Пока потрясенный Борн строил всевозможные догадки, на железной винтовой лестнице, ведущей в полуподвальное помещение, раздались шаги. Это вернулся пан Стыбал — мастер на все руки; Борн тут же отскочил к дверям, открыл и с шумом захлопнул их, словно только что вошел сюда. Затем, желая разгадать тайну, неторопливым шагом рачительного коммерсанта подошел к беседующим девушкам.
— Так вот, барышня, винтик этот я все-таки отыскал! — торжествующе воскликнул пан Стыбал, и из-за поворота подвальной лестницы показалась его небольшая голова с растрепанными волосами и лицом, посеревшим от постоянного пребывания в помещении, куда не заглядывало солнце.
«Что это он болтает о барышне? Этого не может быть, она, разумеется, дама», — подумал Борн.

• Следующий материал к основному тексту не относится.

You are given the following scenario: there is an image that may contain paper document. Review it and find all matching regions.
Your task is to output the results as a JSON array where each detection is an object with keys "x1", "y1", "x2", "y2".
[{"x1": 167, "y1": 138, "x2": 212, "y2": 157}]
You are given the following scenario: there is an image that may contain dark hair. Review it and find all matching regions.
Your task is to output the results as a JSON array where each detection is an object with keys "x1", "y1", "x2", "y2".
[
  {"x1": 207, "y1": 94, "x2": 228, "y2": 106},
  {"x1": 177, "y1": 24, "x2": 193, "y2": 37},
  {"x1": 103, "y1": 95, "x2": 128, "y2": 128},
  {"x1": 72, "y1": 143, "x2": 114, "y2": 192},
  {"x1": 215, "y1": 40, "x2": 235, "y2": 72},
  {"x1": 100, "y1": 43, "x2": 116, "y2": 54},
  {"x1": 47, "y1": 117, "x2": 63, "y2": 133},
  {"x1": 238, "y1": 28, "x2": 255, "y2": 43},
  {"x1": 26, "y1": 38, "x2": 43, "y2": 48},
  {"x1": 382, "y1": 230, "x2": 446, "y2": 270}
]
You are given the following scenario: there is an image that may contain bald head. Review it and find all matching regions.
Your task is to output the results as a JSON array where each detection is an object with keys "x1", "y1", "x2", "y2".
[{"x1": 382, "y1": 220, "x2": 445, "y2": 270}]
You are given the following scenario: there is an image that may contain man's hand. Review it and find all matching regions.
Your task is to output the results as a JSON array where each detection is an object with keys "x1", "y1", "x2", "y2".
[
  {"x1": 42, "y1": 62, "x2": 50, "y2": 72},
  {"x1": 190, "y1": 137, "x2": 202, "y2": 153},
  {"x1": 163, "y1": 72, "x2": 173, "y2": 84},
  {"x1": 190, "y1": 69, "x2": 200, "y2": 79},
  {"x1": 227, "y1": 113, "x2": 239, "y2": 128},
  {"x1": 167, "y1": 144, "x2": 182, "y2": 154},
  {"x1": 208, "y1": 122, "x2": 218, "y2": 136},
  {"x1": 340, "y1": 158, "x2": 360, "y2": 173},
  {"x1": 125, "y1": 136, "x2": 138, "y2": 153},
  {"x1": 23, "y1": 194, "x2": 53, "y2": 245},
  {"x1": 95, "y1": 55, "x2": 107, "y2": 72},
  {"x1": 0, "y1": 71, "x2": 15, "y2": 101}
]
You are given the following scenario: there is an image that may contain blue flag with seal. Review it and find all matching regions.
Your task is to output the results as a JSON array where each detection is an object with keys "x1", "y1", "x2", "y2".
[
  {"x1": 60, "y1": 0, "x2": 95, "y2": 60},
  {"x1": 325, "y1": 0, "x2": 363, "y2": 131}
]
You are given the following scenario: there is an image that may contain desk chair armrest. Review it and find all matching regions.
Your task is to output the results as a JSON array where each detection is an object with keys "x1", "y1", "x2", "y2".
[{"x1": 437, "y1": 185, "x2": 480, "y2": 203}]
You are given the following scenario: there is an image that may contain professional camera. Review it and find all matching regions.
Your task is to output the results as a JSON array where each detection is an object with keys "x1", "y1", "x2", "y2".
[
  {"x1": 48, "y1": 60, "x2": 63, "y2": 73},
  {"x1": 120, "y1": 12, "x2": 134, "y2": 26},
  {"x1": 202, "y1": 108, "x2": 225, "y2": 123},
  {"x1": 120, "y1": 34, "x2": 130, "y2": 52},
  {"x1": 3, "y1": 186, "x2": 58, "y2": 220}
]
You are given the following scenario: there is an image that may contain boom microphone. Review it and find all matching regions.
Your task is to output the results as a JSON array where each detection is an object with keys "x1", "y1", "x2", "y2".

Еще не успев вылезти из подвала, пан Стыбал при виде хозяина замер на ступеньке лестницы, слегка согнулся и через проволочную решетку, отгораживающую лестничную клетку, похожий на мышь, попавшую в капкан, уныло, нараспев приветствовал Борна:
— Целую руку, ваша милость, пан принципал, ваш покорный слуга.
Борна покоробило это проявление ханжеского раболепия. «Еще покажется, что я требую такого подобострастия», — подумал он, бросив на седого мастера неприязненный взгляд. А пан Стыбал вдобавок поклонился еще двумя быстрыми поклонами.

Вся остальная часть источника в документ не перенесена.